Amit Sheth defined “Smart Data” as “realising productivity, efficiency, and effectiveness gains by using semantics to transform raw data into Smart Data.”
Clarifying “Smart Data” concept can be understood as automation of the process represented by the arrow linking “Information” and “Knowledge” entities on the classic diagram:
Smart Data provides value from harnessing the challenges posed by volume, velocity, variety, and veracity of big data, and in turn providing actionable information and improving decision making. It is about extracting value by improving human involvement in data creation, processing, and consumption, resulting in enhanced human experience.
In the most of the cases any data including Big one cannot directly become a knowledge, instead requiring first to become an information via purification, transformation and most likely pre-aggregation (with consecutive granularity loss), so most likely the next transformation is possible only in relatively simple cases:
In real-life cases realising “analytics” most likely will end up with two consecutive processes: data transformation (“T” in “ETL”) and semantic integration. In a case of Big Data numerous pre-aggregations most likely will change this sequence – first there will be required ontology alignment (assignment of means to data entities) and only after that aggregating process will deliver useful outcome.
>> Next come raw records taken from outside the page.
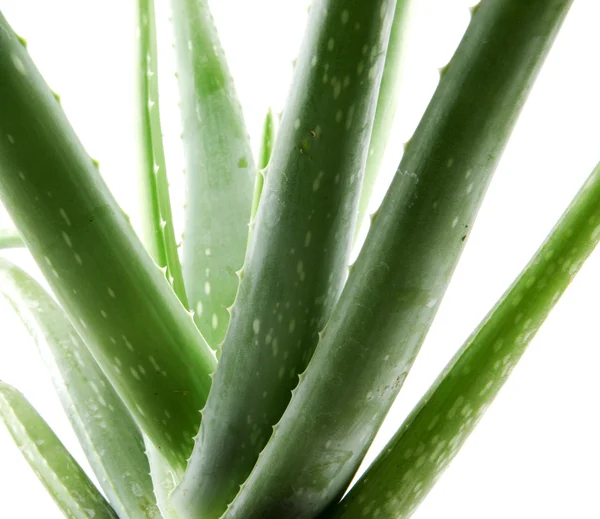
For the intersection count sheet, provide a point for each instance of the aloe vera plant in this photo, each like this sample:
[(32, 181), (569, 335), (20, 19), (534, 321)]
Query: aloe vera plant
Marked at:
[(246, 375)]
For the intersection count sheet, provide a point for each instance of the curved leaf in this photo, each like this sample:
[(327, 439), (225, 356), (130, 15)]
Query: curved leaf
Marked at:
[(105, 429), (405, 265), (220, 171), (10, 239), (413, 460), (157, 220), (64, 479), (112, 291), (299, 247)]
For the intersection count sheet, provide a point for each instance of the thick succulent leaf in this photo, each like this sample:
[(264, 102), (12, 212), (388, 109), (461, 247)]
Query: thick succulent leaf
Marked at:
[(114, 294), (157, 220), (164, 480), (386, 105), (299, 247), (267, 141), (105, 429), (10, 239), (220, 171), (402, 272), (264, 155), (416, 456), (64, 479)]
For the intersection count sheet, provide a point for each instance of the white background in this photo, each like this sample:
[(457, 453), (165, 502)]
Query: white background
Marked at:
[(536, 452)]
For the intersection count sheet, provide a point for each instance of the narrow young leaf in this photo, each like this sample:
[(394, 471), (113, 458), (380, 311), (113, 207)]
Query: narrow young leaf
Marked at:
[(64, 479), (220, 171), (164, 480), (413, 460), (157, 220), (403, 270), (10, 239), (112, 291), (267, 141), (386, 105), (299, 248), (264, 155), (105, 429)]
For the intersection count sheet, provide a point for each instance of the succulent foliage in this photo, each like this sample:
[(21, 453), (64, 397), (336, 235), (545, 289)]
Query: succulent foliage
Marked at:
[(311, 353)]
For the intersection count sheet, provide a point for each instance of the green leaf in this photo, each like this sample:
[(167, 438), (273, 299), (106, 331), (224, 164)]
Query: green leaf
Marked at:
[(64, 479), (431, 436), (220, 171), (164, 480), (267, 141), (158, 231), (402, 272), (113, 293), (386, 105), (105, 429), (264, 155), (299, 248), (10, 239)]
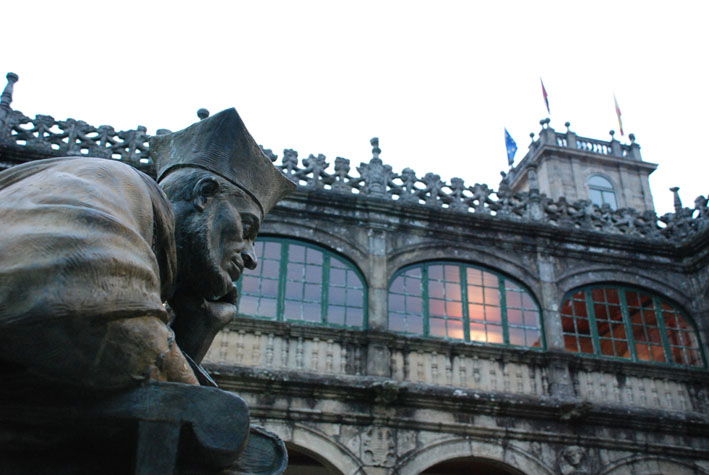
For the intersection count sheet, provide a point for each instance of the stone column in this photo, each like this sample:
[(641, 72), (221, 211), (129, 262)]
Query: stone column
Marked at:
[(378, 355), (560, 382)]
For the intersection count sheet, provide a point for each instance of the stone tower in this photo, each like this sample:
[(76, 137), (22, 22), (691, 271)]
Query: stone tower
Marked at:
[(578, 168)]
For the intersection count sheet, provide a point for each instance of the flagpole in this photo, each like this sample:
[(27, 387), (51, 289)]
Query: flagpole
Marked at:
[(545, 95), (618, 114)]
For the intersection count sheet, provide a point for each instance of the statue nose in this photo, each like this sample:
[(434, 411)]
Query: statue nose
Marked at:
[(249, 257)]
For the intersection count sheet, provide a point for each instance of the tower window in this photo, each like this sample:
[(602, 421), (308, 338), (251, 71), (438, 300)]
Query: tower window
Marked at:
[(601, 191)]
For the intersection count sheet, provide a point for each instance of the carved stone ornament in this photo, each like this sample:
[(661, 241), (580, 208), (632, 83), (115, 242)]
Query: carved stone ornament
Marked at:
[(112, 288)]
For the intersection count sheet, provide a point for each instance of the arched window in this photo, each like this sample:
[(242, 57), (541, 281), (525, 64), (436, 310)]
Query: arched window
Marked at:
[(463, 302), (298, 281), (628, 323), (600, 191)]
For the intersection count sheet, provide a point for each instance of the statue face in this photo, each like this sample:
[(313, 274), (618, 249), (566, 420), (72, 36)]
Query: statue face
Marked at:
[(215, 243)]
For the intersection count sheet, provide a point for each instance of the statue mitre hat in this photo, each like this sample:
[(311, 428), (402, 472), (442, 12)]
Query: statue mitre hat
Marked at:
[(222, 145)]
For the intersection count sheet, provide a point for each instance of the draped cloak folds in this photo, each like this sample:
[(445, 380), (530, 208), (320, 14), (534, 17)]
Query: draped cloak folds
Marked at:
[(83, 242)]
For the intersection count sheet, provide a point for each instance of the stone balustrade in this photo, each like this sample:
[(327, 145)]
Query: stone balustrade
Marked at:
[(44, 136), (469, 369)]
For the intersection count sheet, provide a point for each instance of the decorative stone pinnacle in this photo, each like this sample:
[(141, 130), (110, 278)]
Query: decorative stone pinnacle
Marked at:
[(375, 147), (677, 199), (6, 97)]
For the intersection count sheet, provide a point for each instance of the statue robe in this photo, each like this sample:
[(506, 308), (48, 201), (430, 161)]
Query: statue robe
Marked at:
[(84, 243)]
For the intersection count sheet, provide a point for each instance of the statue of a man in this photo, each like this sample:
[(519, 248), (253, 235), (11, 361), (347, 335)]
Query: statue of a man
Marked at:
[(92, 251)]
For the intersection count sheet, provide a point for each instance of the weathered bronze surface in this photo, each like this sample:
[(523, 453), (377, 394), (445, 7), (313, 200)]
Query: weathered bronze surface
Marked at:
[(109, 281)]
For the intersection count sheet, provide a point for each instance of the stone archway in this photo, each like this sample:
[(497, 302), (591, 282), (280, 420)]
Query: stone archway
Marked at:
[(302, 461), (319, 446), (471, 465), (508, 458), (652, 466)]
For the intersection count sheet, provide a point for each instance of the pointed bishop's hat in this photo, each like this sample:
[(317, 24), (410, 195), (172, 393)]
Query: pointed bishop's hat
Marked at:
[(222, 145)]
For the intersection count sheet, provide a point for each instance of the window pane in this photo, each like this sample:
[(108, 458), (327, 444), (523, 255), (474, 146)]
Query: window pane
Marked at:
[(611, 307), (449, 308), (301, 288), (600, 182)]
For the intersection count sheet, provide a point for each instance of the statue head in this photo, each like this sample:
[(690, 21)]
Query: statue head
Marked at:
[(221, 185)]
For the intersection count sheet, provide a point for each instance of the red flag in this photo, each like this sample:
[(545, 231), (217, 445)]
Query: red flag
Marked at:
[(617, 112), (546, 96)]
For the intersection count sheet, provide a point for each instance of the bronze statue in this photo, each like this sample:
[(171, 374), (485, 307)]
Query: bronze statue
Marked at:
[(94, 254)]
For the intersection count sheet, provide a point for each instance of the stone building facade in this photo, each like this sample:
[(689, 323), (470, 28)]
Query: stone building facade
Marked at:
[(400, 325)]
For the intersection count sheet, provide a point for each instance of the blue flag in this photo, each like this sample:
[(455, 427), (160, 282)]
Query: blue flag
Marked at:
[(511, 147)]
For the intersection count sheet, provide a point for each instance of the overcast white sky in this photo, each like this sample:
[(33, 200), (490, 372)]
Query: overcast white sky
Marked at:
[(436, 81)]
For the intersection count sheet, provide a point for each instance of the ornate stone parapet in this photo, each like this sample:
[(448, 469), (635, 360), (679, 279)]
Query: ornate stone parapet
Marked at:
[(469, 369), (44, 137)]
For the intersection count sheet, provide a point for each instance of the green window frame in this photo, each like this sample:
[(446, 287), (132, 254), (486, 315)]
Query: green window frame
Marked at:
[(296, 281), (463, 302), (628, 323)]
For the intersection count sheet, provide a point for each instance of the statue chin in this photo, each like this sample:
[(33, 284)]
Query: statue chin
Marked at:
[(223, 310)]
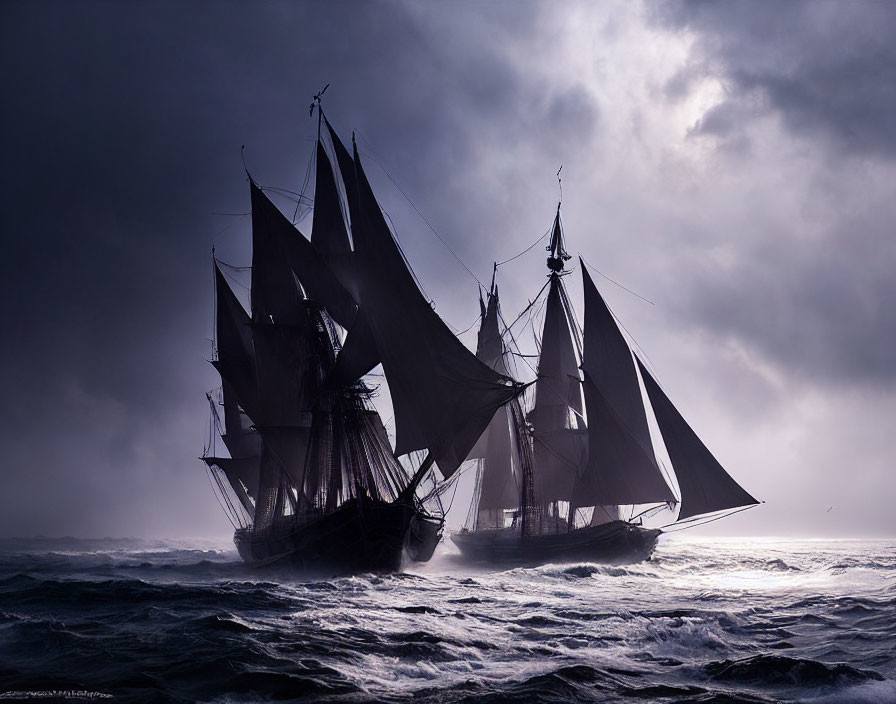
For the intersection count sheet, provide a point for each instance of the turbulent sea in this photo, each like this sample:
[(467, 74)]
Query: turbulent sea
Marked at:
[(725, 620)]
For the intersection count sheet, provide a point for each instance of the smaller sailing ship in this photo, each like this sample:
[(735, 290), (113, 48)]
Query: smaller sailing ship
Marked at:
[(312, 479), (555, 483)]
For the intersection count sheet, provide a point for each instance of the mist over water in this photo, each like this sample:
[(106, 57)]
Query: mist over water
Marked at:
[(707, 620)]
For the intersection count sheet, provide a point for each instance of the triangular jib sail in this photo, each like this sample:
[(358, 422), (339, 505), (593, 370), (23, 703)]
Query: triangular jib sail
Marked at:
[(705, 486)]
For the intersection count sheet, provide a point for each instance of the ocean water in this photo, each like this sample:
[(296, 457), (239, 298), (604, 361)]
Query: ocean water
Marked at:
[(725, 620)]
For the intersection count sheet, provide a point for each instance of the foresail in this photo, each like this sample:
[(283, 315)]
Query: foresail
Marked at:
[(442, 395), (242, 475), (622, 467), (705, 485)]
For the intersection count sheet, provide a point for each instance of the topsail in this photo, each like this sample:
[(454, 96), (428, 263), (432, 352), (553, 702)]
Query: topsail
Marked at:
[(442, 395)]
Summarising, for successful implementation of the “Smart Data” concept in an enterprise it would require adoption of two technical processes: Data Transformation and Semantic Integration. Single use of Data Transformation that is understood under the word “Analytics” on the screenshot above in 95% of cases wouldn’t be enough. That makes pressure on design phase of a project where firstly should be planned additional time for data source research (including interaction with business users) and secondly should be prepared framework (dictionaries’ format, terminology, approvement procedure, etc) for ontology alignment.
New word into dictionary:
Semantic Integration is the process of interrelating information from diverse sources:
- various accounting systems (budgeting, cash flow, GL, etc),
- calendars and to-do lists,
- email archives,
- presence information (physical, psychological, and social),
- documents of all sorts,
- contacts (including social graphs),
- search results and/or extracted advertising and marketing relevance.